Этот урок не был выучен во многом потому, что СН продолжает пребывать на факультете ненужных вещей, а за ее автором закрепилась репутация певца легкого, бездумного житья, каковым он, разумеется, был, но отнюдь не во всех своих произведениях. Когда история России входила в ту или иную точку невозврата, Кузмин расчехлял старое, но грозное оружие, доставшееся ему по наследству от Софокла, Аристофана, Шекспира и Достоевского.
1. Александра Блока новая власть «перековать» не могла: его историософия, повлекшая за собой создание «Двенадцати», поэмы, увенчанной образом раскольничьего Исуса (вместо канонического в православии Иисуса), сложилась до установления советской власти. Октябрьскому перевороту поэт не «присягал», вопреки дальнейшему утверждению автора этой статьи. Советская власть его не «перековала», а заковала, лишила воздуха. Примеч. ред.
2. Данная интерпретация взглядов Кузмина на интеллигенцию грешит сильным упрощением. А главное, начало абзаца — «Моральное падение интеллигенции — совести нации…» — невольно звучит как авторский текст, приговор интеллигенции как таковой, врученный Кузмину, только звучащий у него «иронически». Не думаем, что автор статьи или сам Кузмин отождествляли «совесть нации», пусть саркастически, с «культурной семьей» из пьесы 1925 «Пять разговоров и один случай» (в ней эта «интеллигенция» выражает, по словам Лады Пановой, «готовность стелиться, метафорически и буквально, под народ, даже под его худших — дегенеративных — представителей»). Что якобы и есть существо «прежних, то есть — по Кузмину — универсальных, моральных императивов» интеллигенции! Нам кажется, что годом раньше написанное Кузминым и упоминаемое в статье стихотворение «Уходит пароходик в Штеттин…» о «моральном императиве» поэта с его тоской по уехавшим за море повествует адекватнее. Ибо это тот самый «пароходик», на котором близких Кузмину «прежних» людей насильственно депортировали через Штеттин в Германию. То есть интеллигенцию, чьим М. А. Кузмин был ярким представителем — и до и после революции. Примеч. ред.

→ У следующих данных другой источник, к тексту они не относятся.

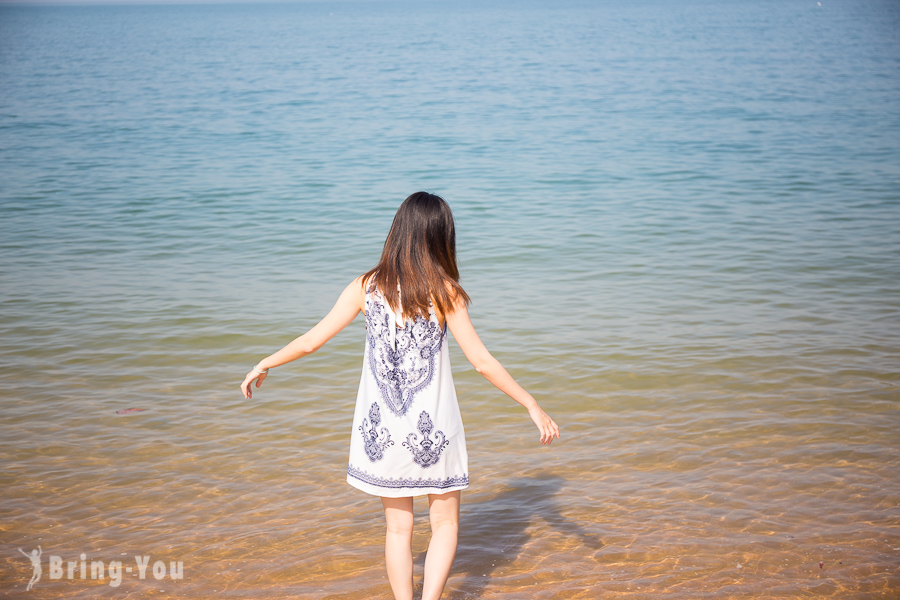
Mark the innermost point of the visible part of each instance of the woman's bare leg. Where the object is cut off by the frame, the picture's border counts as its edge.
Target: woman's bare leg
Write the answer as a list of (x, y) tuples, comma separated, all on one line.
[(444, 516), (398, 545)]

3. См. гл. 11 «Убить в себе Нерона: драма художника и власти в последней пьесе Кузмина» в: Панова Л. Г. Зрелый модернизм: Кузмин, Мандельштам, Ахматова и другие. М., 2021. С. 571—605.
4. Кузмин М. А. Театр. В 4 т., 2 кн. Вerkeley, 1994. Т. I—III, кн. 1. С. 322—380.
5. Ф. 2. Оп. 1. Д. 4.
6. Перечень см. в: Панова Л. Г. Зрелый модернизм. С. 581 сл.
7. Ср. «Кушетку тети Сони», «„Лекцию Достоевского“», «Портрет с последствиями» и их разбор в: Панова Л. Г. Зрелый модернизм. С. 84—150, 351—384.
8. В том, что граждан на встречу с вождем согнали, просматривается советский обычай.
9. Здесь и дальше я опираюсь на представления о Шекспире, развитые в кн.: Пинский Л. Е. Шекспир. М., 1971 и ныне ставшие аксиомами.
10. Кузмин М. А. Проза. В 12 т. Т. 10. Berkeley, 1997. С. 41—42.